New findings lead to advances in optical quantum computing

An international collaboration of researchers, led by Philip Walther at University of Vienna, have achieved a significant breakthrough in quantum technology, with the successful demonstration of quantum interference among several single photons using a novel resource-efficient platform. The work published in Science Advances represents a notable advancement in optical quantum computing that paves the way for more scalable quantum technologies.

Interference among photons, a fundamental phenomenon in quantum optics, serves as a cornerstone of optical quantum computing. It involves harnessing the properties of light, such as its wave-particle duality, to induce interference patterns, enabling the encoding and processing of quantum information.

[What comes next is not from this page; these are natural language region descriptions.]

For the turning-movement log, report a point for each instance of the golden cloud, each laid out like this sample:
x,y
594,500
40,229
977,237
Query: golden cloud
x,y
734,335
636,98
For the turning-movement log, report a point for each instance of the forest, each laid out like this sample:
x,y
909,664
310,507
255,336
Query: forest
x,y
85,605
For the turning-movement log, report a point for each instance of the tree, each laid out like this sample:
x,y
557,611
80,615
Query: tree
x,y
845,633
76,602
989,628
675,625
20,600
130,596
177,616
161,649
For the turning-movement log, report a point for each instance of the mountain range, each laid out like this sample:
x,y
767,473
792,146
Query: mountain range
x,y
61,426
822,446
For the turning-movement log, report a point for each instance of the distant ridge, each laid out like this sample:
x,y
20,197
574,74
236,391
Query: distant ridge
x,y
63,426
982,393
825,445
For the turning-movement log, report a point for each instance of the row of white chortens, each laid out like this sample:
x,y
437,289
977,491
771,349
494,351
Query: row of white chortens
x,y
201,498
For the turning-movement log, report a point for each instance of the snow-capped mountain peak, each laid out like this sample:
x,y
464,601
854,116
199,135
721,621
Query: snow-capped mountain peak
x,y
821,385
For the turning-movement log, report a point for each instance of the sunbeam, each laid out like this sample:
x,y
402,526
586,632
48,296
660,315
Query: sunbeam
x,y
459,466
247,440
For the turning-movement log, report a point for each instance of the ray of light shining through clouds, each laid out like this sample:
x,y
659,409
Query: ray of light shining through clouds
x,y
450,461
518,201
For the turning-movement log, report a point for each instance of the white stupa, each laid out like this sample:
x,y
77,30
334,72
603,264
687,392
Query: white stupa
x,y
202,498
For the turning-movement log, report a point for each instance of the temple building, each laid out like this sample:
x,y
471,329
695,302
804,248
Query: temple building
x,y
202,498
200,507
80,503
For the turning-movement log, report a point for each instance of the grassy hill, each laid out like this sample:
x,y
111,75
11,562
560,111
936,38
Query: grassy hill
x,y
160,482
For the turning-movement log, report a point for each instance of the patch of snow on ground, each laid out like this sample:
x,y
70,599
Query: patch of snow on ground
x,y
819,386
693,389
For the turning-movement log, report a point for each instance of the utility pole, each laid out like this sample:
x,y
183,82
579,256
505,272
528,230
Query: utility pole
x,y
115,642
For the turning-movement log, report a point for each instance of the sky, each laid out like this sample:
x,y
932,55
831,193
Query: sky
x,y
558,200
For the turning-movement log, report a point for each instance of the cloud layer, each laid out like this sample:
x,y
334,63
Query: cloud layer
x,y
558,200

In traditional multi-photon experiments, spatial encoding is commonly employed, wherein photons are manipulated in different spatial paths to induce interference. These experiments require intricate setups with numerous components, making them resource-intensive and challenging to scale.

In contrast, the international team, comprising scientists from University of Vienna, Politecnico di Milano, and Université libre de Bruxells, opted for an approach based on temporal encoding. This technique manipulates the time domain of photons rather than their spatial statistics.

To realize this approach, they developed an innovative architecture at the Christian Doppler Laboratory at the University of Vienna, utilizing an optical fiber loop. This design enables repeated use of the same optical components, facilitating efficient multi-photon interference with minimal physical resources.

First author Lorenzo Carosini explains, “In our experiment, we observed quantum interference among up to eight photons, surpassing the scale of most of existing experiments. Thanks to the versatility of our approach, the interference pattern can be reconfigured and the size of the experiment can be scaled, without changing the optical setup.”

The results demonstrate the significant resource efficiency of the implemented architecture compared to traditional spatial-encoding approaches, paving the way for more accessible and scalable quantum technologies.